What happened in the Hashimpura mass murder case in 1987, in which 42 innocents were killed,  was more or less the same.  Although it was the Police Armed Constabulary (PAC) of Uttar Pradesh that committed the crime,  not a single man was punished.  Then the Delhi trial case also had expressed anguish over having had to acquit 16 accused.  At that time too the judge had observed that because of the failure of the investigation agency and prosecuton to gather sufficient evidence and to catch the culprit,   the crime of murder of many people was going unpunished.  Then again, the authorities showed utter negligence in protecting evidence.  Instead of preserving the rifle used for the murder,   they even gave them back to PAC for further use.  One of the two First Information Reports was destroyed.  Eventually the case was thrown away to be lost without examining the witnesses and by ignoring the evidence.

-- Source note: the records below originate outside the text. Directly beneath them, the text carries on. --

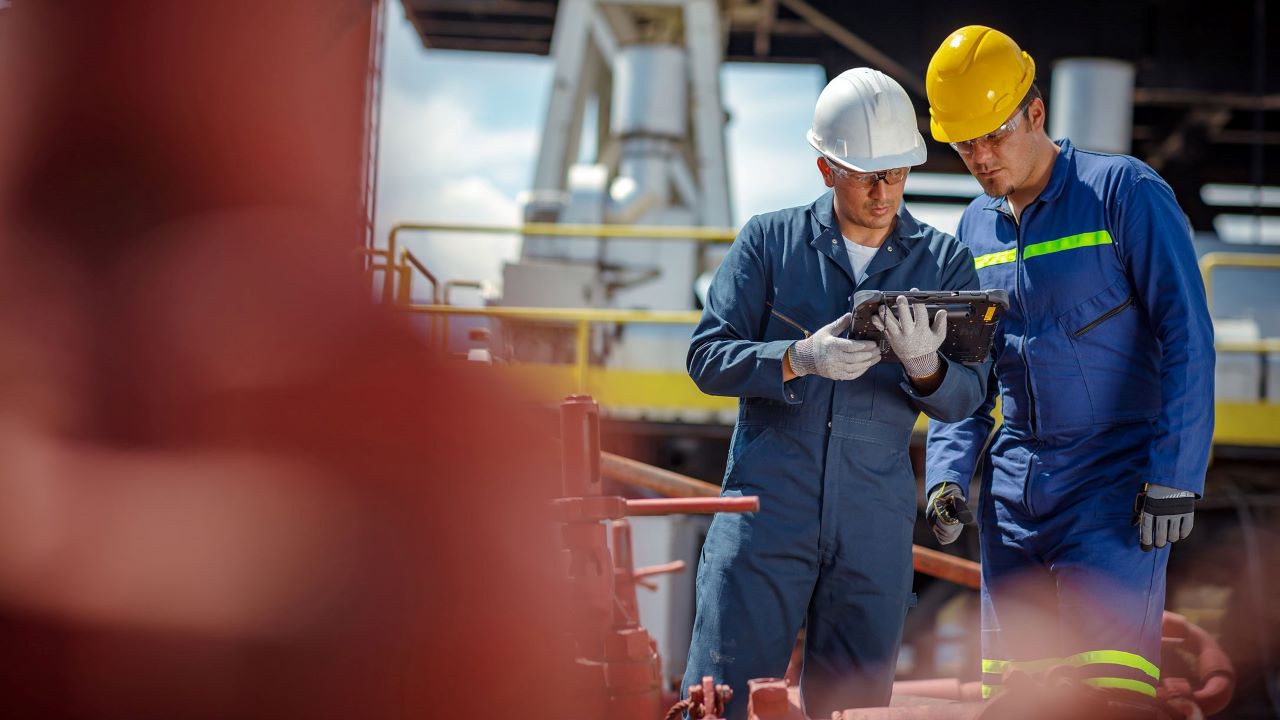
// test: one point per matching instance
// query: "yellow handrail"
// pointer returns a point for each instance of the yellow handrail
(1212, 260)
(583, 318)
(565, 229)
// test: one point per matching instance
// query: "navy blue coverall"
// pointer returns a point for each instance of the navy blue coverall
(831, 546)
(1105, 365)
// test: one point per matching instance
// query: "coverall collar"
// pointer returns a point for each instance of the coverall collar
(1056, 178)
(827, 238)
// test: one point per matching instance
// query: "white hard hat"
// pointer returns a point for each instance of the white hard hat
(864, 121)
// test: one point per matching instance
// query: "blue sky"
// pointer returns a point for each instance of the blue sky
(460, 135)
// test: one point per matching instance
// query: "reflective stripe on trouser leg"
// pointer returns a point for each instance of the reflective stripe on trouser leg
(1110, 669)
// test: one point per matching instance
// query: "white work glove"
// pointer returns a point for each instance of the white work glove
(827, 354)
(913, 340)
(947, 513)
(1165, 515)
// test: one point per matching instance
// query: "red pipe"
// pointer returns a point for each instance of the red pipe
(1216, 673)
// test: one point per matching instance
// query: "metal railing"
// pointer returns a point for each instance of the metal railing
(581, 318)
(558, 229)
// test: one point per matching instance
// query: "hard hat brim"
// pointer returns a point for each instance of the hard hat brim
(914, 156)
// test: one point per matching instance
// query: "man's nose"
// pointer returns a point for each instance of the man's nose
(982, 153)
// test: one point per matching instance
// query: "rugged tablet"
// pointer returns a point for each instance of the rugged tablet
(972, 319)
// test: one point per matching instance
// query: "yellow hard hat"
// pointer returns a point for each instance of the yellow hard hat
(974, 82)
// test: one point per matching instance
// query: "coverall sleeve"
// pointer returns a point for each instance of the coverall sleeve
(727, 355)
(955, 442)
(1155, 245)
(963, 387)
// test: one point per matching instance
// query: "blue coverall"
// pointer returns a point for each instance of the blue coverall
(831, 546)
(1105, 367)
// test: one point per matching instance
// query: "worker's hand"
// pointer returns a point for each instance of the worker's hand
(947, 513)
(913, 338)
(1164, 515)
(827, 354)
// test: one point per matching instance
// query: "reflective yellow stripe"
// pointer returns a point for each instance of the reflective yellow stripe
(993, 665)
(1121, 684)
(1069, 242)
(1078, 660)
(995, 259)
(1116, 657)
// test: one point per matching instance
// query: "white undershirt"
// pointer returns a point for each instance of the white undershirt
(859, 256)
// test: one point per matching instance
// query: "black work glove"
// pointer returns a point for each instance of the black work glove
(947, 513)
(1164, 515)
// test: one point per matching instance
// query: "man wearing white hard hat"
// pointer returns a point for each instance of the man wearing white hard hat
(823, 425)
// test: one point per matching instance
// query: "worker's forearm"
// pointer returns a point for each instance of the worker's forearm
(931, 382)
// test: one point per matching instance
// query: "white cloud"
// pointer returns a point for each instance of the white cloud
(440, 165)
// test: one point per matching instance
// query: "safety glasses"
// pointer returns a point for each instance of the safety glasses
(891, 176)
(995, 137)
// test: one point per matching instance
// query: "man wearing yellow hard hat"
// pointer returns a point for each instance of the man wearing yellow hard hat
(1104, 368)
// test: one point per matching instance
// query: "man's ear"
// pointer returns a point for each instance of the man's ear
(1037, 113)
(826, 172)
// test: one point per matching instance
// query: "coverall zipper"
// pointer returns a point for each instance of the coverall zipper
(1105, 317)
(787, 320)
(1022, 305)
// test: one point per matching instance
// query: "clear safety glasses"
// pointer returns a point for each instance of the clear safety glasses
(891, 176)
(992, 139)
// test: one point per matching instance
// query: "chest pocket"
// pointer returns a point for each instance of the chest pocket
(1115, 354)
(786, 323)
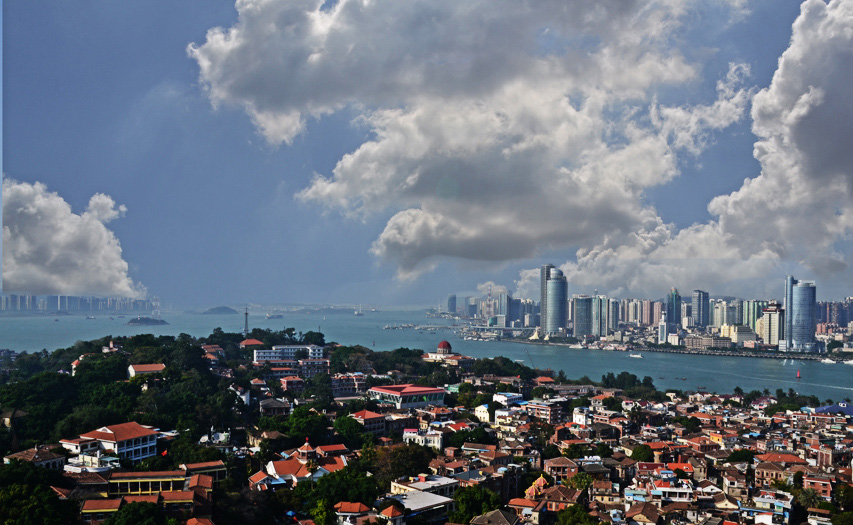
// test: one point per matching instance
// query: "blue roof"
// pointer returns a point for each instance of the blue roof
(843, 408)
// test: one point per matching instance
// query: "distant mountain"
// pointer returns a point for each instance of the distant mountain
(146, 321)
(219, 310)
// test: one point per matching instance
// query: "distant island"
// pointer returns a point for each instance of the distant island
(219, 310)
(147, 321)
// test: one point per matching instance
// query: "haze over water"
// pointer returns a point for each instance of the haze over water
(716, 374)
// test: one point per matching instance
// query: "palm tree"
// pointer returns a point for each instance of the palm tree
(808, 498)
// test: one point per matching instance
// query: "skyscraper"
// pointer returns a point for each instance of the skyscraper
(582, 305)
(544, 275)
(699, 308)
(557, 290)
(800, 316)
(599, 315)
(673, 307)
(802, 338)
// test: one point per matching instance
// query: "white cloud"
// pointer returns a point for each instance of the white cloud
(47, 248)
(798, 211)
(500, 129)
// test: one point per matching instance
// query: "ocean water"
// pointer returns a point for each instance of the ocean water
(686, 372)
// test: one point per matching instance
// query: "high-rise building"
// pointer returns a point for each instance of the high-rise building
(647, 313)
(451, 303)
(802, 337)
(673, 307)
(582, 306)
(614, 313)
(657, 310)
(800, 316)
(663, 329)
(699, 308)
(771, 324)
(599, 315)
(557, 290)
(752, 311)
(544, 275)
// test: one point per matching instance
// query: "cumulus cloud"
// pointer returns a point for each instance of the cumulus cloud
(498, 129)
(49, 249)
(798, 210)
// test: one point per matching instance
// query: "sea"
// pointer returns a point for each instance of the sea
(376, 330)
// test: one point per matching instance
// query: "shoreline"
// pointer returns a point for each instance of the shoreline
(737, 353)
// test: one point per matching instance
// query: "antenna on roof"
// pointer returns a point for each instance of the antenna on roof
(246, 325)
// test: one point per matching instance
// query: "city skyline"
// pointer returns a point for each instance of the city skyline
(657, 146)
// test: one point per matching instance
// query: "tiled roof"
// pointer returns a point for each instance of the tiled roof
(93, 505)
(347, 507)
(158, 367)
(121, 432)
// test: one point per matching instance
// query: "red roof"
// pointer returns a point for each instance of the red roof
(365, 414)
(157, 367)
(121, 432)
(346, 507)
(391, 512)
(406, 390)
(92, 505)
(156, 474)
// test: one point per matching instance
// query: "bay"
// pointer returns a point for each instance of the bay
(685, 372)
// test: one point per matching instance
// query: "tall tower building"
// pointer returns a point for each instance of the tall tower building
(804, 313)
(699, 308)
(599, 315)
(582, 305)
(673, 307)
(557, 290)
(544, 275)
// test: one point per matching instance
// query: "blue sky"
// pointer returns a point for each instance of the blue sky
(393, 153)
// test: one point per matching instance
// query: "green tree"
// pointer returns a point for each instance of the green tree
(808, 498)
(473, 501)
(351, 431)
(741, 456)
(643, 453)
(394, 462)
(575, 515)
(581, 481)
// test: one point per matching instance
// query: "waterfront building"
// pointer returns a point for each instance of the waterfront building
(407, 396)
(803, 318)
(544, 275)
(752, 311)
(673, 307)
(557, 290)
(614, 313)
(582, 308)
(657, 310)
(663, 330)
(599, 315)
(771, 325)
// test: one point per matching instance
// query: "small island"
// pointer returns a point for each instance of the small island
(146, 321)
(219, 310)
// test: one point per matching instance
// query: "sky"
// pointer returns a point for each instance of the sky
(383, 152)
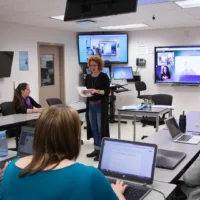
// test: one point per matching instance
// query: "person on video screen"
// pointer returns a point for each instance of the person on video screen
(165, 73)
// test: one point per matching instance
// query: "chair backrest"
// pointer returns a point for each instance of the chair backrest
(54, 101)
(7, 108)
(162, 99)
(140, 86)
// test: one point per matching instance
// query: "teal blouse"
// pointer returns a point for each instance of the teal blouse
(74, 182)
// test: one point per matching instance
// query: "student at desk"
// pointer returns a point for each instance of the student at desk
(22, 102)
(191, 185)
(51, 172)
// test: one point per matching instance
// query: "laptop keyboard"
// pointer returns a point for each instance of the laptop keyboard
(185, 138)
(133, 192)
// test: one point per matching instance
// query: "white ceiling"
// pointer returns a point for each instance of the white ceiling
(37, 13)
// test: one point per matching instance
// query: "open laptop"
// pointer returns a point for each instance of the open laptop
(167, 159)
(176, 134)
(132, 162)
(25, 145)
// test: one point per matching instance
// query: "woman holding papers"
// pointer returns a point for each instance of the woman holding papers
(23, 103)
(97, 105)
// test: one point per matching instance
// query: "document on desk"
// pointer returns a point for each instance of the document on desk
(84, 92)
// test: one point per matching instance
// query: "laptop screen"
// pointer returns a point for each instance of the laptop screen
(128, 160)
(26, 142)
(173, 127)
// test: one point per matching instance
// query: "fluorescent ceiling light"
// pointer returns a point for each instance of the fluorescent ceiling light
(127, 26)
(188, 3)
(60, 17)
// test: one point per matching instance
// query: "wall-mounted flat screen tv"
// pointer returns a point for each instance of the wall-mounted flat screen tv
(177, 65)
(113, 48)
(6, 59)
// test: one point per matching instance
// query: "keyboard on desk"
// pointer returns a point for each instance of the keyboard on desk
(134, 192)
(185, 138)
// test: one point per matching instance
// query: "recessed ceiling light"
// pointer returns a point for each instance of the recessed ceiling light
(86, 21)
(188, 3)
(127, 26)
(60, 17)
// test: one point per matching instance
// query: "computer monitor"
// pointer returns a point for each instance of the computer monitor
(105, 70)
(122, 73)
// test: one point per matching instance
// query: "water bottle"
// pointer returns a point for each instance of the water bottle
(3, 144)
(182, 122)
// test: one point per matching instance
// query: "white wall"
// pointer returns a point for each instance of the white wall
(184, 98)
(15, 37)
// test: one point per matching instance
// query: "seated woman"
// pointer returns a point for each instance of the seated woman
(51, 172)
(191, 185)
(22, 102)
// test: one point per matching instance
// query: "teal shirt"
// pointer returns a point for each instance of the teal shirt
(75, 182)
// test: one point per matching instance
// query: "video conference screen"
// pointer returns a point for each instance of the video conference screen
(111, 48)
(177, 65)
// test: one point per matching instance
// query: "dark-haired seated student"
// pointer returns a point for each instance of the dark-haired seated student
(51, 172)
(23, 103)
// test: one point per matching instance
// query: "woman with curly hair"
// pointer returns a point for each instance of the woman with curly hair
(97, 105)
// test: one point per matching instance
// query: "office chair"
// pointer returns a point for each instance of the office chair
(7, 109)
(141, 86)
(158, 99)
(54, 101)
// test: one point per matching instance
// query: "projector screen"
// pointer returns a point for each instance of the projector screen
(178, 65)
(113, 48)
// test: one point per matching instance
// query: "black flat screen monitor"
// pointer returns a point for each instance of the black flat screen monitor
(122, 73)
(79, 9)
(111, 47)
(105, 70)
(6, 59)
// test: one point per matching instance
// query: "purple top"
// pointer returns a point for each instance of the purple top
(27, 103)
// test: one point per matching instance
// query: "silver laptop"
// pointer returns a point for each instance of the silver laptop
(176, 134)
(132, 162)
(25, 145)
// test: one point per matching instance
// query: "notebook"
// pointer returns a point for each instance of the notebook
(133, 162)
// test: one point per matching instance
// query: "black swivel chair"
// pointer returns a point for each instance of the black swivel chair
(158, 99)
(141, 86)
(7, 109)
(54, 101)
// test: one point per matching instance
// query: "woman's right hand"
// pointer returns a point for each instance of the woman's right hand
(119, 189)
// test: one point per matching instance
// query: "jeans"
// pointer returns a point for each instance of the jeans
(95, 123)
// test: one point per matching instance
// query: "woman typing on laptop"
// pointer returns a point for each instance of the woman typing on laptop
(51, 172)
(23, 103)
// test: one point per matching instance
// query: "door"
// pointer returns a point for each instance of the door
(49, 74)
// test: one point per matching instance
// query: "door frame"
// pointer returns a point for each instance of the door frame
(61, 48)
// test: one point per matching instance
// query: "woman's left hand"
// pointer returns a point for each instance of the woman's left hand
(93, 91)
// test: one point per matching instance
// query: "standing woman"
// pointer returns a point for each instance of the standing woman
(97, 105)
(22, 102)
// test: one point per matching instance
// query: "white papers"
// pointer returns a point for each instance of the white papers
(84, 92)
(162, 106)
(133, 107)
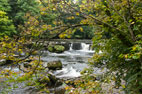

It was not in these two cases alone that sufficient evidence was not produced and witnesses were made to defect or excluded.  Beside all this is also the long delay in the investigation process and court proceedings.  After Samjhauta blasts,  the case dragged on for years.  Four years later,  NIA took over the case.  And it took a total of 12 years from the incident for the verdict to be out.  But placed against the 28 years taken by the Hashimpura case verdict to come out,  Samjhauta case can be called 'fast track'.   Such delay also helps destruction of evidence,  reining in the witnesses and escape of the culprits.  Urgent steps are needed to eliminate such failings that diminish the trust in the judiciary.  Let the passionate plainspeaking by the Judge in the Samjhauta case verdict be a trigger for such remedial steps.    And it would also be appropriate to have a judicial enquiry in the major instances where the prosecution deliverately lost its case.